Pineapple may seem like a strange ingredient for your Christmas fudge, but this light-colored version is a really yummy, refreshing change of pace from the usual chocolate variety. Try the recipe and see for yourself!
TOTAL TIME: Prep: 15 min. Cook: 1 hour + standing YIELD:64 servings


  • 3 tablespoons butter, softened, divided
  • 3 cups sugar
  • 1 can (16 ounces) crushed pineapple, drained
  • 1/2 cup heavy whipping cream
  • 1 tablespoon light corn syrup
  • 1/2 teaspoon vanilla extract
  • 1 cup chopped nuts
  • 1 to 2 drops yellow food coloring


  • 1. Line an 8-in. square dish with foil. Using 1 tablespoon butter, grease the foil and the sides of a heavy large saucepan. Add the sugar, pineapple, cream and corn syrup to the saucepan. Cook and stir over medium heat until a candy thermometer reads 234° (soft-ball stage).
  • 2. Remove from the heat; add remaining butter (do not stir). Cool to 125°. Add vanilla; stir until combined.

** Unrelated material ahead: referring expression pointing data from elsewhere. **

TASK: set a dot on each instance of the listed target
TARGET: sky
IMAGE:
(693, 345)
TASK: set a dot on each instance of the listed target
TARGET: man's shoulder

Beat with a wooden spoon until mixture is thickened and lighter in color, about 5 minutes.
  • 3. Stir in nuts and food coloring. Spread into prepared pan; let stand until firm. Using foil, lift fudge out of pan; cut into 1-in. squares. Store in an airtight container in the refrigerator. Yield: 2-1/4 pounds.
Editor's Note: We recommend that you test your candy thermometer before each use by bringing water to a boil; the thermometer should read 212°. Adjust your recipe temperature up or down based on your test.